- Born: March 14, 1891 Boston, Massachusetts
- Died: August 19, 1977 (aged 86) Mansfield, Connecticut
- Education: Harvard University
- Scientific career
- Fields: Botany
- Workplaces: University of Connecticut
- Author abbrev. (botany): G.S.Torr.

= George Safford Torrey =

American botanist and educator (1891-1977)

George Safford Torrey (1891 – 1977) was an American botanist who taught at the University of Connecticut for forty-one years (1915-1956) and chaired the botany department for twenty-four of those years (1929-1953). Dedicated in 1980, UConn's George Safford Torrey Life Sciences Building was named in his honor. So is the George Safford Torrey Herbarium.

Born in 1891 in Dorchester, Boston, Torrey attended Phillips Andover Academy, graduating in 1909. He earned his Bachelor of Arts degree from Harvard College in 1913, a Master of Arts in botany from Harvard University in 1915, and a diplome d'Etudes Superieures from the University of Paris in 1919. After a stint at the Department of Agriculture in Newfoundland, Torrey was hired in 1915 as one of the first instructors of botany at Connecticut Agriculture College, later the University of Connecticut. He served fourteen months in the U.S. Army during World War I (May 1918 to July 1919) and was deployed to Europe, though he did not see combat. Discharged with the rank of private first class, Torrey returned to Connecticut Agricultural College, where he received tenure in 1928 and was appointed chair of the botany department a year later. He retired in 1956.

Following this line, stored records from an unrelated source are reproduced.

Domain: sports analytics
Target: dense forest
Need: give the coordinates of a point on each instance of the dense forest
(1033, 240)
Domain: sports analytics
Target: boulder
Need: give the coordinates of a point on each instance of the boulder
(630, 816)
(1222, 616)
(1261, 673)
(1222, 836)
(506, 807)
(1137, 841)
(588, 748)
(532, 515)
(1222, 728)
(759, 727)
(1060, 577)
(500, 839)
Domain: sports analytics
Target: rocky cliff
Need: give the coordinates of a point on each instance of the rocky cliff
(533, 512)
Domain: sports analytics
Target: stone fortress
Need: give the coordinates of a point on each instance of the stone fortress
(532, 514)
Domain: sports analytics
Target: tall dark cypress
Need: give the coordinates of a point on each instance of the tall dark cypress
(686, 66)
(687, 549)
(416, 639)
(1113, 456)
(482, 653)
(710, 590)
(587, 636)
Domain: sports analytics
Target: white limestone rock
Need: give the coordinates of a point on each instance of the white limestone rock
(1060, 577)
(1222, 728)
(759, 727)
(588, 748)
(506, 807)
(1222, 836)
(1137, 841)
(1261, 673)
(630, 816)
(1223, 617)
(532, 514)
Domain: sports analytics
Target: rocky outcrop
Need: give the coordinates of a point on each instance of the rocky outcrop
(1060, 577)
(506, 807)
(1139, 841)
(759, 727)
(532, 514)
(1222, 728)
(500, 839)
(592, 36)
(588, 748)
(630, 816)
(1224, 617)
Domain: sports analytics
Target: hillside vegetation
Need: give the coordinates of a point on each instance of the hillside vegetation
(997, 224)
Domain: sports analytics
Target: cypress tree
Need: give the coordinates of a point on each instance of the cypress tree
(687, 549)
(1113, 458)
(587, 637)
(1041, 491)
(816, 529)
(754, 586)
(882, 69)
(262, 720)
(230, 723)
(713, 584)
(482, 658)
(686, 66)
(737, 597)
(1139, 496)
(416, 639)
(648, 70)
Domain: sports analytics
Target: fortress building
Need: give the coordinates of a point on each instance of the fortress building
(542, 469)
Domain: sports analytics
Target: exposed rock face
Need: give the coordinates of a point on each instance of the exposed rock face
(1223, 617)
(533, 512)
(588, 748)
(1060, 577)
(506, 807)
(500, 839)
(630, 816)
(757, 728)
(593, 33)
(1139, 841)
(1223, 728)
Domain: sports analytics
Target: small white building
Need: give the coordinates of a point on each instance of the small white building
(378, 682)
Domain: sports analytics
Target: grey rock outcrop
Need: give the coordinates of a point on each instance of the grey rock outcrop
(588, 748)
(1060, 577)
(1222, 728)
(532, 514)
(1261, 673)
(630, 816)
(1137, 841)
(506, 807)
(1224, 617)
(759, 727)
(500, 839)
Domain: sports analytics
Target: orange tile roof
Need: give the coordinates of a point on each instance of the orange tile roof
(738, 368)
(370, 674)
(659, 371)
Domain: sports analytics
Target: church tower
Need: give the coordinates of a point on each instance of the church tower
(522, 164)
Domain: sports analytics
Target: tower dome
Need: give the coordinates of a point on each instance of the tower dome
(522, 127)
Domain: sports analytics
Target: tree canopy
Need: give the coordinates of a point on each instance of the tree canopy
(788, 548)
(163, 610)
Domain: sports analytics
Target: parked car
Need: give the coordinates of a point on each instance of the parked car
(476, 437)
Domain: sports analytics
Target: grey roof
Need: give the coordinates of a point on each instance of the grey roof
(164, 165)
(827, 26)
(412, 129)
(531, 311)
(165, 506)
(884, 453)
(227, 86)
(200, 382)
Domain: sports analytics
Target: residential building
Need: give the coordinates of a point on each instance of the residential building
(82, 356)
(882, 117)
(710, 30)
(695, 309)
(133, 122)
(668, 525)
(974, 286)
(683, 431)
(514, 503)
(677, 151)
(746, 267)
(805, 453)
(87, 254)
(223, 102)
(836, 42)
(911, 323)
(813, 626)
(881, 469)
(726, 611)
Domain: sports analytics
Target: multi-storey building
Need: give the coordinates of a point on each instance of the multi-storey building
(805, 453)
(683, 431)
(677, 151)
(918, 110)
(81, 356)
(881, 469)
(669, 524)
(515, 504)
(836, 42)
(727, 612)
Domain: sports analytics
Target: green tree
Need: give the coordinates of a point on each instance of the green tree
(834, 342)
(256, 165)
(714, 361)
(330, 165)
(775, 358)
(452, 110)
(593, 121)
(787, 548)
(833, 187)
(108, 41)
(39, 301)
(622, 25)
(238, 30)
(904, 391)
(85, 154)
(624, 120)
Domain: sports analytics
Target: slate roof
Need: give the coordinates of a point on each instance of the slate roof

Torrey built the college herbarium, acquiring tens of thousands of plants through donation and purchase. During his tenure at UConn, he served more than a decade on the Scholastic Standing Committee, a three-year term on the national council of the American Association of University Professors, and as marshal at graduation ceremonies. He also spearheaded a successful campaign to form a UConn chapter of Phi Beta Kappa in 1953 and served as its first president. Torrey was a member of Phi Beta Kappa, Sigma XI, and the Connecticut Academy of Arts and Sciences. Beyond his academic duties, he played the organ and carillon at the Storrs Congregational Church, of which he was a lifelong congregant, until he became too frail to climb the stairs. He also played the bassoon in the Eastern Connecticut Symphony Orchestra and the carillon at Trinity College.

Torrey died of heart disease in 1977. He was survived by his wife, Elizabeth Wolcott Tapley, and their four children.

Torrey's papers are held at the University of Connecticut's Archives and Special Collections.